METHODS. Specimens from all patients with a diagnosis of ophthalmic lymphoma in Denmark during the period 1980 to 2005 were reviewed and reclassified according to the World Health Organization (WHO) classification. Cases reclassified as EMZL were selected and reviewed with respect to clinical characteristics and outcome. The presence of translocations involving IGH and/or MALT1 was investigated in 42 specimens by fluorescence in situ hybridization (FISH).

RESULTS. Median age was 69 years. Most lymphomas were located in the orbit. Approximately one fourth of the patients had disseminated disease at presentation. One third experienced a relapse or progression of disease after initial therapy, and relapses were frequently found at extraocular sites. Five-year progression-free survival and overall survival (OS) rates were 71% and 75%, respectively. Translocations involving the IGH- or MALT1-gene loci were detected in 2 (5%) of 42 specimens. In Cox regression multivariate analysis, IGH-translocation was the only factor associated with PFS, whereas a favorable International Prognostic Index (IPI) score was the most reliable predictor of OS.
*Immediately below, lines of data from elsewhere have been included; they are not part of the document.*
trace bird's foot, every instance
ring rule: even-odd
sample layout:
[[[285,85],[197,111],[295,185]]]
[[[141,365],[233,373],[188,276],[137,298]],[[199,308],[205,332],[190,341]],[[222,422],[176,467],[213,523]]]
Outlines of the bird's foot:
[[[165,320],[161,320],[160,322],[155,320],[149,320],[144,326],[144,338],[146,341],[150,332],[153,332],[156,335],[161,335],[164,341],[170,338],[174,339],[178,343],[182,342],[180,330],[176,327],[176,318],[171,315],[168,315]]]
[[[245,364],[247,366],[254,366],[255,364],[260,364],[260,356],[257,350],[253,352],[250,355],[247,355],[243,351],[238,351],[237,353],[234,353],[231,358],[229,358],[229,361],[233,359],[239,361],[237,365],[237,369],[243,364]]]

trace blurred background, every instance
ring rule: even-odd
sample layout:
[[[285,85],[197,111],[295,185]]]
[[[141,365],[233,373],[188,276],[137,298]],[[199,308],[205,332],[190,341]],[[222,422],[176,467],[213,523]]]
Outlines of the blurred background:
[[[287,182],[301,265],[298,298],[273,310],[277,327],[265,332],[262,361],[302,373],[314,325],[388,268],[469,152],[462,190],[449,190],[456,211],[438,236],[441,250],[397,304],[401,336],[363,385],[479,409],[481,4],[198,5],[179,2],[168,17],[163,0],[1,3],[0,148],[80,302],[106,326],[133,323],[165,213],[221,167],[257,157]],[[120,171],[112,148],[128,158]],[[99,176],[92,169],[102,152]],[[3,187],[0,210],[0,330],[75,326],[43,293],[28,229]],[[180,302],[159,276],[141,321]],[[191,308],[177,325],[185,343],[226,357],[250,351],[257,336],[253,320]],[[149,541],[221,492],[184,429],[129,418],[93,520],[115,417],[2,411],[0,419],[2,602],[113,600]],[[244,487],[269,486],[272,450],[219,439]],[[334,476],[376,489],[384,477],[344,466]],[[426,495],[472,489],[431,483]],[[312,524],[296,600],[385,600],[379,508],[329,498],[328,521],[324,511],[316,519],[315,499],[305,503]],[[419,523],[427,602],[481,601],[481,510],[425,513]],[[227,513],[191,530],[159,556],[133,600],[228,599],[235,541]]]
CONCLUSIONS. EMZL presenting in the ocular region usually runs an indolent course, but relapses are frequently seen. The IPI-score was the most reliable independent parameter for estimating risk of death in our cohort of patients. Furthermore, we found that the frequency of translocations involving the MALT1- and IGH-gene loci is low in ocular region EMZL.